Prune in Summer, and the sap flows freely and wound sites dry off, which heals them more quickly, protecting the tree from distress. Annoyingly though, it’s also the time the tree is in full leaf and you can’t see the branch structure as well.
…but there IS an answer 🍑👍😉
This is so simple it feels like cheating, haha.
🍑 TopTip #1: have it both ways and use winter to ‘mark’ the main branches to go with string, especially if you have some structural decisions to make. You’ll see the whole tree and make better decisions. Then, wait to cut them off in Summer when sap is flowing well. The cotton string lasts just fine to do the job, but not long enough to strangle the branch.

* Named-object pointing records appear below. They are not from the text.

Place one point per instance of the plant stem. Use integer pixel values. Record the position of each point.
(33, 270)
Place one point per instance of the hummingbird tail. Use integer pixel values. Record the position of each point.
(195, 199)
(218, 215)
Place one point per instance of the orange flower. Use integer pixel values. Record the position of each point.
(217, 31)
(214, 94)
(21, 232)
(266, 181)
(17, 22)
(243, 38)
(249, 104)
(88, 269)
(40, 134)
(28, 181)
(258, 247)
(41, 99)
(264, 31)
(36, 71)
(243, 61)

🍑 TopTip #2: if a damaged branch really does need to come off in Winter, remove it an inch or so away from the collar and paint wound with bitumen or acrylic paint to seal, then come back in Summer and retrim the same branch back to the collar (where it joins a large branch) to make a fresh wound WITHOUT painting so oxygen triggers accelerated healing.
In June, it is the perfect time to get out there and look at your stone fruit trees, make some decisions, and get that string working. Go team!
The other thing you can do for stone fruit trees in winter, if leaf curl is an issue for you, is spray them before buds burst with a Burgundy or Bordeaux mixture. Here is the most reliable recipe for those mixes I have found. We use the Burgundy mix every year. Here is southern Victoria, July is really the last chance to spray because Guling season arrives.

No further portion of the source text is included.